Los campos eran para mí más tristes que el cementerio. Habíanme dicho los médicos: «Te morirás cuando caigan las hojas» y yo las veía palidecer y temblar en las ramas cual contagiadas de mi fiebre y de mi temor.
El sereno cielo irradiaba demasiada luz para mis ojos, y cuando, tras el ardor húmedo del día, venían de las montañas, embozados en sombras y con la espada desnuda, los traidores vientecillos septentrionales, yo me arrebozaba también en mi pobre capa, y escondía la cabeza para que no me tocasen y pasaran de largo. El campo de mis padres y la humilde casa en que nací eran lastimoso cuadro de abandono, soledad, ruinas. Hierbas vivaces y plantas silvestres erizadas de púas cubrían el suelo sin señal ni rastro alguno de la acción del arado. Las cepas sin cultivo, o habían muerto, o envejecidas y cancerosas echaban algún sarmiento miserable, que, para sostenerse, se agarraba a los cercanos espinos.
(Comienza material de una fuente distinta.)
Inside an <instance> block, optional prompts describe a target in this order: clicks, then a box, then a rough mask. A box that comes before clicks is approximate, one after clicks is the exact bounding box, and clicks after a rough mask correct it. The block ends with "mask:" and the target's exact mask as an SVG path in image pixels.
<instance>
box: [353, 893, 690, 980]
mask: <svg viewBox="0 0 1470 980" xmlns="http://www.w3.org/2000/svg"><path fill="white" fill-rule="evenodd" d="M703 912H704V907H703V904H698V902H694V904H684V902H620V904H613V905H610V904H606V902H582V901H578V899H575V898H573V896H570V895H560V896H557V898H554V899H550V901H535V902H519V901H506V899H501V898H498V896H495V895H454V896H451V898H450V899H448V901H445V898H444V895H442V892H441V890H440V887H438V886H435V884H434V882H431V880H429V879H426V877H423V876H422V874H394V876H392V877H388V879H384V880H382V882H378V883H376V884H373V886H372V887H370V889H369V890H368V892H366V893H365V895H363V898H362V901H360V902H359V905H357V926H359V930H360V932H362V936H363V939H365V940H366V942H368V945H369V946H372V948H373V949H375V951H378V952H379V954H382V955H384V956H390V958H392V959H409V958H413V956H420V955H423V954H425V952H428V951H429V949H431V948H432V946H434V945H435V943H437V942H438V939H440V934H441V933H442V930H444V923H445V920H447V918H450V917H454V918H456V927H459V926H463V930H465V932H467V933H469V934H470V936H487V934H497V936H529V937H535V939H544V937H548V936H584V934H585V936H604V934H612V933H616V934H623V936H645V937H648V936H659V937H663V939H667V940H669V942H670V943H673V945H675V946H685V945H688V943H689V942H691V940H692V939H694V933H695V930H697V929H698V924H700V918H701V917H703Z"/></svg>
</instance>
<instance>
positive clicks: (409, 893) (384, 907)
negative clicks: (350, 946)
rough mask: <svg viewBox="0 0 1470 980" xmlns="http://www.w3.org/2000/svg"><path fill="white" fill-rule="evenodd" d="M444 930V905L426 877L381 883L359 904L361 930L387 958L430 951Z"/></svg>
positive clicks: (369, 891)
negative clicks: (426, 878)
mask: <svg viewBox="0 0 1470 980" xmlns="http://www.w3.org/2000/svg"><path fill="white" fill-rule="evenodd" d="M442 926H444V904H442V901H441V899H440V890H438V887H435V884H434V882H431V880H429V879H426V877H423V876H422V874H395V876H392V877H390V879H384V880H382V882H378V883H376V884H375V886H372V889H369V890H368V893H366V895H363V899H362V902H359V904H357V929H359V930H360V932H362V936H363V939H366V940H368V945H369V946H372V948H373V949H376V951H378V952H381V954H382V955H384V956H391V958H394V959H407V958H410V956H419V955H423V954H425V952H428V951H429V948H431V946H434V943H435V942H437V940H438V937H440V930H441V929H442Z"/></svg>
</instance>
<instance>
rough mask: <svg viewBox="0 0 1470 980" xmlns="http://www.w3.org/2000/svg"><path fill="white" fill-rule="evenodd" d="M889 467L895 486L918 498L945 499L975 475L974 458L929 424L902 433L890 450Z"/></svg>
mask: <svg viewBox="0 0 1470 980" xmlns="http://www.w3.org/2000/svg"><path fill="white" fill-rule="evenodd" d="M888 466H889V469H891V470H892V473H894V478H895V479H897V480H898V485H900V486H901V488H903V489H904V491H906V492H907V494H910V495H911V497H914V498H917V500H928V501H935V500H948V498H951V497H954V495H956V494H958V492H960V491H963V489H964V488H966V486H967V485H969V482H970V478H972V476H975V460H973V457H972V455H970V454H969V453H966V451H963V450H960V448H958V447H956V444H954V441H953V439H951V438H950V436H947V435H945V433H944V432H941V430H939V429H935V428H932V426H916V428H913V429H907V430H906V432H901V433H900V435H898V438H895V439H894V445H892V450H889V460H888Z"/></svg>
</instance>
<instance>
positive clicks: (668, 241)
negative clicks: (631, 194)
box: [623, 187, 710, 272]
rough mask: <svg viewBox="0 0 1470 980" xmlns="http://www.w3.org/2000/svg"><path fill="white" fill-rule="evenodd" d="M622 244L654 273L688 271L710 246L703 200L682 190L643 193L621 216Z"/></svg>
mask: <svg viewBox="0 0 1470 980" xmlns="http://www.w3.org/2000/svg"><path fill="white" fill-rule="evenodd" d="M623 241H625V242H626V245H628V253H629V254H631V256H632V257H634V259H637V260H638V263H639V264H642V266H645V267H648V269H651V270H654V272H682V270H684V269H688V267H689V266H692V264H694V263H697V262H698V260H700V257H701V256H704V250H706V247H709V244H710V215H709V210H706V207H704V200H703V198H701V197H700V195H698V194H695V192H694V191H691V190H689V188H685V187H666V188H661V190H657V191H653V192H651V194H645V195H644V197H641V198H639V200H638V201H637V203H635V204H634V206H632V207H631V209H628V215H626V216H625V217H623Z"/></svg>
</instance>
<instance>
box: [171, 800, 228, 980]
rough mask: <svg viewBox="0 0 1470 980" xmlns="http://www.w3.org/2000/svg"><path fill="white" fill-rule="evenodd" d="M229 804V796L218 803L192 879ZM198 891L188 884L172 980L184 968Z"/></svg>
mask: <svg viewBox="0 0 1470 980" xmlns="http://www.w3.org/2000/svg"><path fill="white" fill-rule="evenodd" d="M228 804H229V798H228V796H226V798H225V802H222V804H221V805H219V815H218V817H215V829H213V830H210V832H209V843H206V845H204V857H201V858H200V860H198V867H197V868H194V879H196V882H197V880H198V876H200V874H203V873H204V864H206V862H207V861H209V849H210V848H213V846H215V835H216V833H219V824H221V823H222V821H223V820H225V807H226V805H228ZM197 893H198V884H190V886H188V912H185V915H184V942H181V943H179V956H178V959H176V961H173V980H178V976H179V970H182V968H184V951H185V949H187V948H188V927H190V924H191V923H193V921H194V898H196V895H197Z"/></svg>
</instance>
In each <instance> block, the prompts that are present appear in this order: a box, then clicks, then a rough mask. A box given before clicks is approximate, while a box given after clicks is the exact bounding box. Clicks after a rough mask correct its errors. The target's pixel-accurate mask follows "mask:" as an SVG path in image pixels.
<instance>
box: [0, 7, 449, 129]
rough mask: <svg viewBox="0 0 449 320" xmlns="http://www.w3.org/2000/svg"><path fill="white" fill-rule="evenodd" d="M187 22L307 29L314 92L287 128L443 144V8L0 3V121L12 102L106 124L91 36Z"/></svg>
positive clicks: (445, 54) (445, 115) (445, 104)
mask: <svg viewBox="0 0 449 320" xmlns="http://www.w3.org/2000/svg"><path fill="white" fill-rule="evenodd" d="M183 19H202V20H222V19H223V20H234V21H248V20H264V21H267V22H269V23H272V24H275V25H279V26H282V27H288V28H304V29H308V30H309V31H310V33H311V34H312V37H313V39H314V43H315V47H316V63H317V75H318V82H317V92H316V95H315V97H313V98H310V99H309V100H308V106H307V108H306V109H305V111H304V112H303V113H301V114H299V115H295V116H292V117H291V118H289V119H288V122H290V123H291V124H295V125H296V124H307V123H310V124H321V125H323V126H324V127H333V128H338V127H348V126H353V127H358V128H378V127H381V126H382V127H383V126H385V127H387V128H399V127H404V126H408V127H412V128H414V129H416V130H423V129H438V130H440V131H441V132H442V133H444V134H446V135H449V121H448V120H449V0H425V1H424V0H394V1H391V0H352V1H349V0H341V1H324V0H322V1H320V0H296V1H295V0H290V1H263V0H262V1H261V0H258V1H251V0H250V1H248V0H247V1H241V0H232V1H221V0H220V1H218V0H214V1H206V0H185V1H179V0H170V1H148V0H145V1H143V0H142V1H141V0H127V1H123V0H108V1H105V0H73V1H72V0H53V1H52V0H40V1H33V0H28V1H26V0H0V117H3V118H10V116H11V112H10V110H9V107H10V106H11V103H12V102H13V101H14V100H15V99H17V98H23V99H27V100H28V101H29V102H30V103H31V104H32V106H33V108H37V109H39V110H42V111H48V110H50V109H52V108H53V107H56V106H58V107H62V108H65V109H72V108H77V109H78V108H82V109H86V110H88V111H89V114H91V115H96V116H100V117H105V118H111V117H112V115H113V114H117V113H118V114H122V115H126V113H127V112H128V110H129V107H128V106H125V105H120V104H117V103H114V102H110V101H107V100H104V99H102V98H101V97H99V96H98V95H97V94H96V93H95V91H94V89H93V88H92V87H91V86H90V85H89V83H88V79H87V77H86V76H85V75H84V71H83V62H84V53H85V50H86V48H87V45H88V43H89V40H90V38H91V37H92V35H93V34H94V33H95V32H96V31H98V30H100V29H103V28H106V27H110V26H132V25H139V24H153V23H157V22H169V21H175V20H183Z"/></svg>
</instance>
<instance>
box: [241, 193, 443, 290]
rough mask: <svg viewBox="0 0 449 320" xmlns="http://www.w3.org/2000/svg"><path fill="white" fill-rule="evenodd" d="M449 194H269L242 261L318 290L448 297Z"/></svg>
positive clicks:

Árboles que antes protegían el suelo con apacible sombra, a cuyo amparo se reunía la familia, habíanse quedado en los puros leños, y secos, desnudos, abrasados de calor o ateridos de frío según el tiempo, esperaban el hacha y la paz de la leñera como espera el cadáver la paz del hoyo. Algunos, conservando un resto de savia escrofulosa en sus venas enfermas, se adornaban irrisoriamente el tronco con pobres hojuelas, semejantes a condecoraciones puestas sobre el pecho del vanidoso amortajado. Las cercas de piedra no resistían ya ni el paso resbaladizo de los lagartos, y se caían, aplastando a veces a sus habitantes.
Por todas partes, veíase el rastro baboso de los caracoles, plantas mordidas por los insectos, enormes cortinajes de tela de araña, y nubes de seres microscópicos, ávidos de poseer tanta desolación.